Anyone observes the trends of the time who without blinders on regarding Muslim immigration and infiltration and leftist politics in our country must recognize that simply a vacuum here is being filled that we ourselves have created. This is an inconvenient fact that nobody wants to hear, but that we must pose to ourselves. Even Nature abhors vacuum, the gardner knows that because otherwise he wouldn’t constantly have to be pulling out weeds in order to keep the ground clear, and anyone who has understood the principles of osmosis knows this as well.

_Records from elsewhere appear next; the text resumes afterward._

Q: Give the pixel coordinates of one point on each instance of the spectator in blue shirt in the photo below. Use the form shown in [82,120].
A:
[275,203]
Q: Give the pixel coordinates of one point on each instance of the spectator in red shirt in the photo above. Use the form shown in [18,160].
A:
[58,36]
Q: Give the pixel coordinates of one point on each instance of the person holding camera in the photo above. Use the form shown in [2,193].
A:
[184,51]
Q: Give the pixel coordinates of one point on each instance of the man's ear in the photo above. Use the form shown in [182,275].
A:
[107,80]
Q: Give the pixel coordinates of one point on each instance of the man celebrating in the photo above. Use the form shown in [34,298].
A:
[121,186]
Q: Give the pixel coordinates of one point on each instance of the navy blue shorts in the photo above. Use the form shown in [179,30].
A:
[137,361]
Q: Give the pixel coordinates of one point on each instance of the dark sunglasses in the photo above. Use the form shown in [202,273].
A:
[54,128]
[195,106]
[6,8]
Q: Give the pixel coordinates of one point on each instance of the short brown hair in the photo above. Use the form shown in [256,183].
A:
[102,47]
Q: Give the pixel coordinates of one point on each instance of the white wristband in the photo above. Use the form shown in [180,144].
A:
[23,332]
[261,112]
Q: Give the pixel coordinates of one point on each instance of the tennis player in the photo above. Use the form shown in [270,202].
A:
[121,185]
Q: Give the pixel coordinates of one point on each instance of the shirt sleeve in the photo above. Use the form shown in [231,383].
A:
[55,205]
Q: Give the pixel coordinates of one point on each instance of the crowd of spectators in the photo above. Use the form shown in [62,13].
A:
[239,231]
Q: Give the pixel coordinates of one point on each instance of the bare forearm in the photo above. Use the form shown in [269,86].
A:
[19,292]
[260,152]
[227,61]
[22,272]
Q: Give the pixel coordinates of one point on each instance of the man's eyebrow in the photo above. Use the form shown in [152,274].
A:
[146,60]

When referring to islamization and leftist decadent currents, not only is the demographic vacuum of the authochtonic German population meant here, but the spiritual vacuum that we as Christians have produced. Outer signs of this are: The churches are becoming more and more empty on Sundays (and workdays anyway); holidays that the churches have given to the people are being used for extremely late sleeping, short trips, sports and other free-time activities instead of serving their core idea of intellectual and spiritual edification, of inner reflection and spiritual strengthening in the remembrance of God. Vacation destinations are being relocated to Muslim countries that one as a Christian ought to avoid out of solidarity with the fellow believers being persecuted there instead of enriching the national economies there with good money. Christian holidays are being secularized and watered down by Christians themselves, by degrading them into drinking and eating orgies, and striking ignorance regarding the meaning of the holiday is the rule.
The tragic-comical results of the regularly held surveys in Germany’s bustling shopping zones before the high holidays give an eloquent witness of the condition of pure knowledge regarding these things; one is now either religious or also simply just very generally educated. To mention a current example, hardly anybody can clearly distinguish between Advent and Christmas anymore, instead certain silly commercial figures like Santas and Easter bunnies are ever-present in the public arena. “Christmas symbols” are already in supermarkets beginning in September in the commercialization of this Christian holiday; a lethargy of habit has long since spread like a shroud over the country. Revealing terms like, for example, “pre-Christmastime” instead of Advent (from Latin adventus = coming) reflect a far reaching ignorance of the elementary spiritual-theological substance of our own Christian roots, the Spekulatius (cookies) in September are simply an external outgrowth of this deep-lying disconnectedness. The list of examples could go on without end.
And just as little the amount of fundamental social core competencies that are being required by the education system – one thinks of the unspeakable discussions about the institution of top notes –, so the churches are also demanding absolutely less of their believers under the deceptive assumption that they will only further irritate them otherwise, for which most certainly the opposite would be the case. Clear lines, points of orientation, are lacking; but what does one expect, when in the churches all over, Christmas oratorios are being performed already on 1st Advent? The problem of the clear addresses and the boundaries affects content as well as practice. That which is branded clearly as sin and damaging for the soul in the contents of the Bible is being silently ironed out theologically just in order not to walk on anyone’s toes. Such is the way the leftist subversion of Christian teaching and virtues has functioned for decades, being accompanied with most profound insecurities on the part of the believers all the way to avoiding that a church be able to take a substantially clear stand and therefore not be able to be relevant as a guideline for one’s life. The tragic drama surrounding Bishop Tebartz van Elst gives eloquent witness of this; he stood against homo blessings, and now he is starting to feel that very club from a totally different side that is known always to lie with the proverbial dog. Nobody standing with both legs in the church seriously leaves the church because of a bishop; he is much more like a leaf long dead that the storm of the days sweeps away from the tree. And many of these dead leaves are seemingly still hanging onto the church tree, and they also will still fall, each one because of his own little gust of wind.
Islam is totally different here. It makes demands on its followers, the ultima ratio resonates in almost every Sura; nothing is watered down, relativized, thinned out, or glossed over socially. This is its strength, and it strikes our weakness. Islam fills this vacuum, is a clear simple guideline for simple minds, gives the feeling of security and strength in a large society. In the end effect it can’t be politically repressed for long because that would be a purely external blemish, rather only out of an internal, cultural and spiritual strength. We must ask ourselves the uncomfortable question: Where is this strength? Where is the intellectual and spiritual energy, and from where do we get it in the future? With self-mutilation discussions about celibacy, yes or no; about building projects worth millions by bishops, certainly not splitting hairs about such discussions. No less than the future of the coming generations is at play, and with it, the future of our Christian-Western culture.